View Full Version : How do you know if your site has been crawled or indexed
loseriam
08-07-2004, 11:06 AM
I was just wondering how do you know when or if your site was crawled or indexed with these search engines. I see people saying that there site was crawled many times but how do they know and how can I find out if mine has been crawled.
Thank you
kevin
minstrel
08-07-2004, 12:06 PM
Didn't I just see this question posted in another thread?
Anyway, the answer is: look at your website logs - depending on which stats package your host uses, you may see spiders identified by their names (Slurp, Googlebot, MSNbot, etc.) or you'll see the spidernames or "refering" (sic) agents in the "agents" section appended to an entry like "Internet Explorer... MSNbot".
sfowler
08-07-2004, 03:47 PM
If you don't fancy wasding through the logs or don't have easy access to them, then just cut out a unique sentence from a page and paste it in as a search. If the page has been indexed by that SE, your pagee has to come up top of the list.
ronniethedodger
08-10-2004, 05:31 AM
C'mon people ... is this SE-101 stuff or what? =)

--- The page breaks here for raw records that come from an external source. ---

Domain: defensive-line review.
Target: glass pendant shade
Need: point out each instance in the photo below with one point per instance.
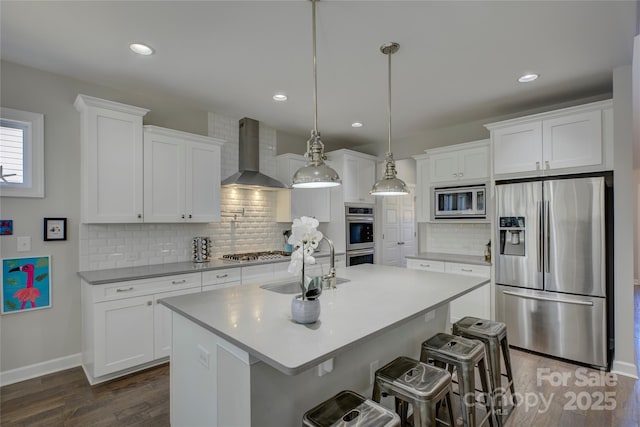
(390, 184)
(316, 174)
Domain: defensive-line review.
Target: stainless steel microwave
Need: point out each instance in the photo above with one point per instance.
(460, 202)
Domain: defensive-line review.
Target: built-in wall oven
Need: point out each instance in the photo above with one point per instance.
(360, 236)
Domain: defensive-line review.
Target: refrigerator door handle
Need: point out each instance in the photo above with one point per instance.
(562, 301)
(539, 245)
(547, 237)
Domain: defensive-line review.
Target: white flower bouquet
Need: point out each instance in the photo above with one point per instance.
(304, 239)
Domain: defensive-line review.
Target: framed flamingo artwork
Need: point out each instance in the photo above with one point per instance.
(26, 284)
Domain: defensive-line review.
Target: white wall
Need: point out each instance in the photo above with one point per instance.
(624, 358)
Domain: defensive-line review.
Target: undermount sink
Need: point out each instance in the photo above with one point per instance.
(292, 287)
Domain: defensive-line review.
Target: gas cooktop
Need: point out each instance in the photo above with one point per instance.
(256, 256)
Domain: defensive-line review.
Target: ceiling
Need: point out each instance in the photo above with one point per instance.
(458, 61)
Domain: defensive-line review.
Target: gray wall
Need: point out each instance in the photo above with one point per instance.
(625, 358)
(42, 335)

1. Use the site:www.domain.com query.
2. For server log analysis ... software like AWstats or Sawmill will do the trick. They will identify bot activity (although Sawmill does a better job of it.) No need to wade thru the raw log files.
3. Another way is with scripts that you can attach to the footers of all your pages. Some of these scripts are designed to trigger an entry for bot activity (amongst other things). The scripts are in a variety of flavors Perl, PHP, ASP, etc.
sfowler
08-11-2004, 07:27 AM
Sure, but I find this way is the easiest way to check if an updated text is genuinely in the index, especially when I know that the page was there beforehand.
ronniethedodger
08-12-2004, 10:18 PM
Sure, but I find this way is the easiest way to check if an updated text is genuinely in the index, especially when I know that the page was there beforehand.
I wish I could remember the link, but there is a site that uses this technique for member profiles.
They have a system of coding the profiles of members into this teeny-tiny text onto their pages. It looks something like this (almost barcode looking):
CQ10J KL90Y JK74Y IS72K SO34A SL45W AI78E
AO23A AI23A IC22I AU223 AY2343F OA232D IF839A
YA34A OD098I GA387E NX73D HA399U EW939U EY9449D
JK4940D FH3030A AK2928Y CA3930J AK399D HF3030A
Then they leverage Google search to find the closest matches for your own profile ... since this code is part of the page. Pretty ingenious use of Google.
So yep ... a unique string on your pages will do the trick. Unless it is Yahoo of course, then there is a delay between the crawl and the actual indexing of the page.